Tornava-se então fácil o caminho para as boas
inspirações do meu ser. Assim, pois, fácil acolhida teve
primeiramente em mim a inspiração que me levou a colocar Paulo em
condições favoráveis para o desempenho do apostolado a que já se
havia consagrado. Mais tarde, conhecendo eu toda a razão que lhe
assistia ao resistir à influência equivocada dos hebreus cristãos de
Jerusalém, chamados ainda então nazarenos, os quais permaneciam ainda
confundidos com uma seita judaica, fui buscá-lo em seu país natal
onde a desilusão e a impotência a que o condenavam, sua natureza
honrada e o firme propósito de não querer enfraquecer a autoridade dos
apóstolos, mantinham-no retirado e ocioso.

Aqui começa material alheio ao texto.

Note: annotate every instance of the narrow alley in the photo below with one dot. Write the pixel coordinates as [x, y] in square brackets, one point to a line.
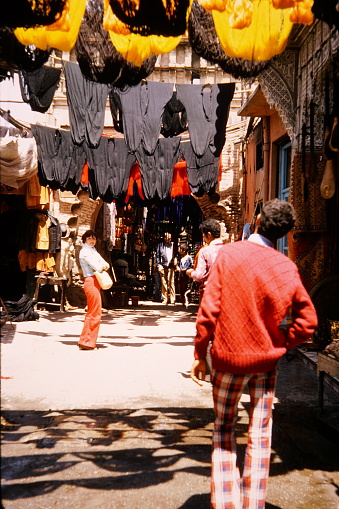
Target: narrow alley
[125, 427]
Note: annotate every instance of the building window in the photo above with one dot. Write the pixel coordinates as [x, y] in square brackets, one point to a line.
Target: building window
[259, 156]
[284, 174]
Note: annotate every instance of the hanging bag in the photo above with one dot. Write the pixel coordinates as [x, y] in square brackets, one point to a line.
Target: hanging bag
[104, 279]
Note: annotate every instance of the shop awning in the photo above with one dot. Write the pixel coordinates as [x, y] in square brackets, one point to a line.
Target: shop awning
[256, 106]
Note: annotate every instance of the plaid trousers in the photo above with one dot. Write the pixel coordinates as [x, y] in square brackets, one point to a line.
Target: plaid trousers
[228, 489]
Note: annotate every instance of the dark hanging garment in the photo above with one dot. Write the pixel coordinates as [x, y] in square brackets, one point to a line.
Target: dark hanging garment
[202, 171]
[130, 100]
[207, 114]
[157, 169]
[111, 163]
[86, 102]
[327, 11]
[21, 310]
[120, 162]
[54, 235]
[38, 87]
[116, 111]
[174, 117]
[16, 55]
[222, 96]
[132, 75]
[97, 160]
[69, 163]
[25, 13]
[47, 140]
[205, 43]
[156, 96]
[153, 17]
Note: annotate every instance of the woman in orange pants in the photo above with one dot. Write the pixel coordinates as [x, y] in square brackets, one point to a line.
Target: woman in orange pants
[91, 261]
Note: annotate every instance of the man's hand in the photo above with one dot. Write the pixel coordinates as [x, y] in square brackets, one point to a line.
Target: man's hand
[198, 371]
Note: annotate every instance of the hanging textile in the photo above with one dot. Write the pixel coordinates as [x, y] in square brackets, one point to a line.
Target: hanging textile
[256, 35]
[207, 108]
[60, 160]
[131, 110]
[205, 43]
[132, 75]
[157, 17]
[140, 108]
[174, 117]
[16, 54]
[135, 48]
[202, 171]
[111, 162]
[25, 13]
[157, 169]
[134, 181]
[45, 138]
[38, 87]
[180, 185]
[86, 102]
[327, 12]
[98, 59]
[157, 95]
[18, 160]
[62, 37]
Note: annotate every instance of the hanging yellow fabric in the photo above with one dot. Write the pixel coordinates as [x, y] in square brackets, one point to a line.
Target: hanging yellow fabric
[61, 35]
[135, 48]
[265, 36]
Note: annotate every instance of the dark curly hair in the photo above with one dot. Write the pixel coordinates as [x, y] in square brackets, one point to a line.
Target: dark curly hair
[276, 219]
[88, 233]
[212, 226]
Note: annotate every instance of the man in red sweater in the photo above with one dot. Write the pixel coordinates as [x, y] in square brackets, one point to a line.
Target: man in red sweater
[250, 291]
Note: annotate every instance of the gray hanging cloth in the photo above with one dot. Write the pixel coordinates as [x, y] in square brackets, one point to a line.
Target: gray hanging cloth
[38, 87]
[86, 102]
[157, 96]
[202, 171]
[157, 169]
[207, 108]
[111, 162]
[130, 100]
[141, 108]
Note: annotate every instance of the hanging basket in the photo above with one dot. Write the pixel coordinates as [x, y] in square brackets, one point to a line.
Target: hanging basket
[16, 54]
[205, 43]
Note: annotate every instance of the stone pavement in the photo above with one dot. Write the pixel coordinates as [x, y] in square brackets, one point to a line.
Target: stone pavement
[125, 427]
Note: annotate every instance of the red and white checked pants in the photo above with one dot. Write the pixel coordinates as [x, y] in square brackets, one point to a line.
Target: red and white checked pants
[228, 489]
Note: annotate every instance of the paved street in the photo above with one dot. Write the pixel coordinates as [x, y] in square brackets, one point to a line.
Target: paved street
[125, 427]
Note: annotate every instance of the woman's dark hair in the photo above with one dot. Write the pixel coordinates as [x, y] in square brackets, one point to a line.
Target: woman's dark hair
[276, 219]
[88, 233]
[212, 226]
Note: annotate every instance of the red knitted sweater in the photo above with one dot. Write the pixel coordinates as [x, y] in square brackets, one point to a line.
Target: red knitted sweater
[249, 292]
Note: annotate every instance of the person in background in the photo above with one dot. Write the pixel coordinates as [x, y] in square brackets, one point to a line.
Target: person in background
[91, 261]
[185, 263]
[250, 291]
[166, 265]
[206, 256]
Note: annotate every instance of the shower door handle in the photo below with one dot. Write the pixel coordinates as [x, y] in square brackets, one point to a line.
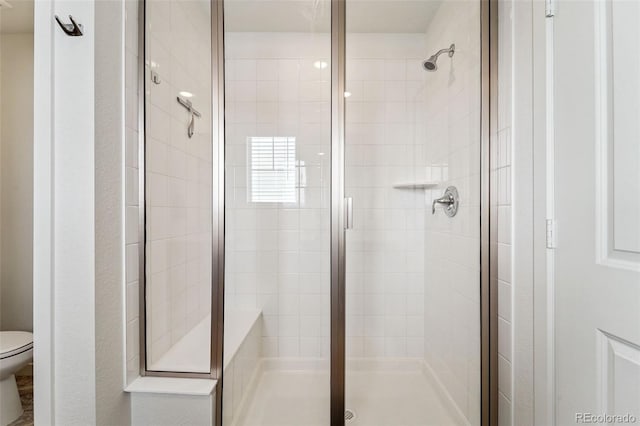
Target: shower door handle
[348, 213]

Oportuno pareceu-me o usar
do meu caráter de membro dos doze para dar-lhe uma satisfação pela
indiferença e abandono em que tinha chegado a ficar pela oposição do
espírito velho contra o pensamento mais liberal e progressista de
Paulo.
Diz-se que eu conquistei Paulo e isto pode ser, mas antes Paulo a
mim próprio tinha conquistado, pois que atração tinha sua pessoa pela
virtude e por suas maneiras. Sua delicadeza e sinceridade, sua
disposição sempre pronta ao perdão dos que mal lhe fizessem, sua
resignação e paciência para suportar toda a dificuldade e dor pelo
bem e pelos demais, sua disposição em dar sempre o direito aos outros,
ainda quando adivinhando-se que ele percebia corresponder-lhe o direito,
sua grande fé e firmeza de coração, não tinha visto eu tudo isto em
ninguém de tal forma como em Paulo. Na solidão e no silêncio,
certamente acontecia às vezes pôr-se sua fisionomia muito dura e em
algumas poucas ocasiões de grande contrariedade, vi-lhe um semblante
tão duro e ameaçador que fiquei inteiramente frio. Nada, entretanto,
se ouvia dele nessas ocasiões, correspondentes a uma cara tão má.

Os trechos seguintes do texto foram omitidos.